By Todd Cohen
ROCKINGHAM, N.C. — In the wake of some bumpy times, Richmond County Hospice is retooling and moving ahead, its interim chief says.
The Hospice board earlier this year put its executive director on indefinite leave, hired an interim director, fired its executive director and replaced a majority of its 13 members.
“The board was not a full board and it was not functioning effectively,” says Neal Watkins, interim executive director. “The board didn’t respond very quickly at the beginning.”
He referred to a series of local newspaper stories that reported allegations of mismanagement, extravagance and “a failure to offer the same services to indigent patients as paying patients.”
Since taking the job Sept. 2, Watkins says, he has challenged the board “to be highly involved,” introduced regular staff meetings and launched reviews of personnel policies, salary schedules, staffing patterns and job descriptions.
Watkins, a former Hospice board chair who retired in 2000 as the Pinehurst-based manager overseeing five counties for the state division of vocational rehabilitation services, says neither the board nor the lawyer it hired found any mismanagement.
Before he was hired, Watkins says, the board ended a policy that had charged patients at its 6-bed Hospice Haven who were not covered by Medicare or Medicaid, and set up funding to cover those patients.
He also concedes some critics believe Hospice’s administrative building, which opened in August 2001, was “more elaborate than was necessary.”
Hospice, which was formed in 1985 and has an annual budget of $3.9 million, has pared the number of patients it serves to roughly 100 from 150 six months ago.

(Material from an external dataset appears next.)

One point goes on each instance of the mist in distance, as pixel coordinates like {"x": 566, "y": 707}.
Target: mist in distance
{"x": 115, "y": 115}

Hospice had continued to serve some patients after their condition improved, but has eliminated most of them because they no longer were covered by Medicare, which accounts for nearly half the organization’s annual budget.
Hospice, which employs 51 people full-time and six part-time, also has used some of its reserves and endowment this year to repay $2.1 million it owed to Medicare because of the reduction in patients.
Watkins says he has tried to restore morale and involve staff in decisions, and has encouraged them to suggest improvements when they voice concerns.
“The staff felt like they were not sure where they stood with the board or administration,” he says. “Things were not always shared.”
The Hospice board voted in October to have a new executive director and finance officer on the job by the end of March 2004.
Hospice has a $2 million endowment, is in good financial shape and is seeing a pickup in donations after a sharp drop, says Watkins.
“The prognosis is good because of the community, because this community believed in Hospice and still does, and because the care for the patients has never faltered,” says Watkins. “In all this turmoil, the quality of care for the patient has never been an issue.”